Business
Manufacturers Kick Against 15% Increment in Port Tariffs; Give Reasons
Many manufacturers who operate as tenants in NPA facilities will also face escalated costs, which could significantly disrupt the slight moderation in the mounting challenges that has bedeviled the manufacturing sector in recent times.

▪︎Segun Ajayi-Kadir, MAN Director-General
The Manufacturers Association of Nigeria (MAN), having consulted widely with its members across the country, expresses grave concern over the proposed 15% increase in port-related charges by the Nigerian Ports Authority (NPA).
In a position statement released by Segun Ajayi-Kadir, MAN Director-General, on Sunday, said that the proposed increment is coming up at a time when businesses are struggling with the rising cost of operations, high rate of foreign exchange, astronomical energy costs, and general economic uncertainties, imposing additional financial burdens on manufacturers through increased port tariffs will exacerbate the challenges faced by the real sector.
Port Operations and Their Impact on Manufacturing
Ports are the gateway to international trade and play a crucial role in the efficiency and cost-effectiveness of business operations.
According to the United Nations Conference on Trade and Development (UNCTAD) 80% of Nigeria’s traded goods are transported by sea, with 70% of total imports and exports in West and Central Africa destined for Nigeria.
This underscores the critical role Nigerian ports play in facilitating trade and industrial productivity.
For manufacturers, port-related charges constitute significant indirect costs, as most raw materials and industrial machinery are imported through these ports.
Any increase in charges will have a ripple effect, leading to higher production costs, increased inflationary pressures, and reduced competitiveness of locally manufactured goods.
Many manufacturers who operate as tenants in NPA facilities will also face escalated costs, which could significantly disrupt the slight moderation in the mounting challenges that has bedeviled the manufacturing sector in recent times.
The Economic Realities and Global Competitiveness
Nigeria’s current economic climate is characterized by rising inflation, foreign exchange challenges, and declining industrial capacity utilization.
Many businesses are experiencing worrying downturn due to unsustainable operating costs.
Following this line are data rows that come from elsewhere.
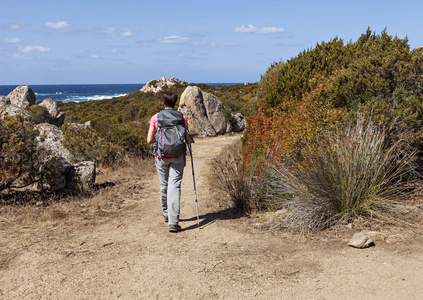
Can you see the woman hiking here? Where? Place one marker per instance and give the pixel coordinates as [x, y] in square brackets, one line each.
[168, 133]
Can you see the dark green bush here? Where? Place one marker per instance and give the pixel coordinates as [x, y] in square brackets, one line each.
[19, 156]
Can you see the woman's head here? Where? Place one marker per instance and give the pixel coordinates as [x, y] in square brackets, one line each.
[169, 98]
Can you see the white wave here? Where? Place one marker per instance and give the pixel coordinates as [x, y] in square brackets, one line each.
[91, 98]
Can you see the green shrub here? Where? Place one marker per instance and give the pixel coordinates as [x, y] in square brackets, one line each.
[352, 172]
[86, 144]
[19, 156]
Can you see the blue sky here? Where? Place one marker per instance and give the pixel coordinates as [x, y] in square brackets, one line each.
[127, 41]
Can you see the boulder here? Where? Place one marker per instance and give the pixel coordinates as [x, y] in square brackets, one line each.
[158, 85]
[4, 100]
[51, 141]
[204, 112]
[13, 110]
[214, 110]
[22, 96]
[361, 240]
[57, 115]
[81, 176]
[191, 104]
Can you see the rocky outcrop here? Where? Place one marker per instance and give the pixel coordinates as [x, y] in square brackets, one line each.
[191, 104]
[50, 140]
[204, 112]
[57, 115]
[22, 96]
[4, 100]
[13, 110]
[158, 85]
[62, 174]
[361, 240]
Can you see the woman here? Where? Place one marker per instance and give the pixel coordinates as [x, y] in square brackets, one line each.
[169, 169]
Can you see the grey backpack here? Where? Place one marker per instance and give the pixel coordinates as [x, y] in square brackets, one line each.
[170, 134]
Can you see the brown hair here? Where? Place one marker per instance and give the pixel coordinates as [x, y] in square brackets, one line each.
[169, 98]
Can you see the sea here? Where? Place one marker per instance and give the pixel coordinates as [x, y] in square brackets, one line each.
[83, 92]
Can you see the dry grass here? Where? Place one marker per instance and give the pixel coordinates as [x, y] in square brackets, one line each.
[352, 175]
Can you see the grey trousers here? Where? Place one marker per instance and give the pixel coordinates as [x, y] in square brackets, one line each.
[170, 176]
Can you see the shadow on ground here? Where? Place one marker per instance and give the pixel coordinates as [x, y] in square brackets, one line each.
[210, 218]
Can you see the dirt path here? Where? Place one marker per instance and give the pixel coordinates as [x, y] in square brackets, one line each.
[131, 255]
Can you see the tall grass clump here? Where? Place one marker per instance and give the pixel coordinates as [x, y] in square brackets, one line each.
[349, 173]
[241, 185]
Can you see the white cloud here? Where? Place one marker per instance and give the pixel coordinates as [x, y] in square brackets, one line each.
[200, 43]
[61, 25]
[16, 25]
[126, 33]
[18, 56]
[31, 49]
[252, 29]
[11, 41]
[113, 31]
[174, 39]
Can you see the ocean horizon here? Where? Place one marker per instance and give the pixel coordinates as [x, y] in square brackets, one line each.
[83, 92]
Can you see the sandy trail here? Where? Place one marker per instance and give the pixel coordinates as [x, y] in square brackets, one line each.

Increasing port tariffs is therefore ill-timed and could signal a departure from government’s avowed efforts and commitment to the ease of doing business.
It is inevitable that this additional strain on industrial activities will ultimately lead to reduce capacity utilization and possibly job losses.
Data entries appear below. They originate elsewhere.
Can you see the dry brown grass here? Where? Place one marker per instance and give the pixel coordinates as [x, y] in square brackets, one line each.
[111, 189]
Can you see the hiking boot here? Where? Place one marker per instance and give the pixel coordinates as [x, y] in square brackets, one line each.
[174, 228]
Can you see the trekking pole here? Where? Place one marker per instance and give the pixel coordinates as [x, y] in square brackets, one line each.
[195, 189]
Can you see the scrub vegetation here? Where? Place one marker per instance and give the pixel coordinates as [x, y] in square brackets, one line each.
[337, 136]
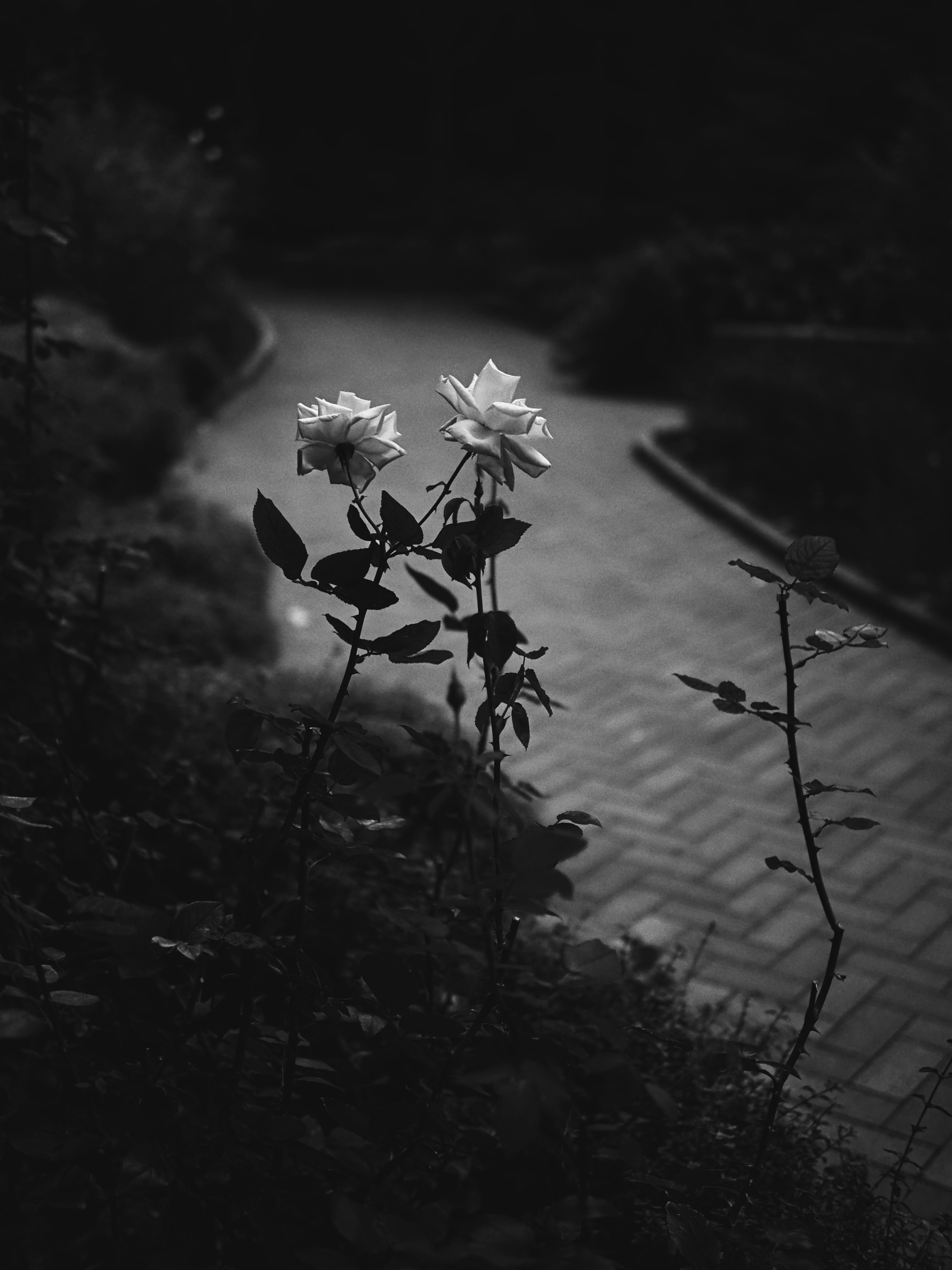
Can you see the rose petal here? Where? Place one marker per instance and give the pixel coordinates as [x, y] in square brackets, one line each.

Furthermore, Nigeria must remain competitive in regional trade. Neighboring countries with more efficient and cost-effective ports will become far more attractive alternatives, leading to increased cargo diversion.
This will not only reduce revenue for the Nigerian government but will encourage smuggling and other untoward trade practices that weaken our economy.
Alternative Approaches to Revenue Generation
While we acknowledge the need for revenue generation, increasing port tariffs could be counterproductive in the long run.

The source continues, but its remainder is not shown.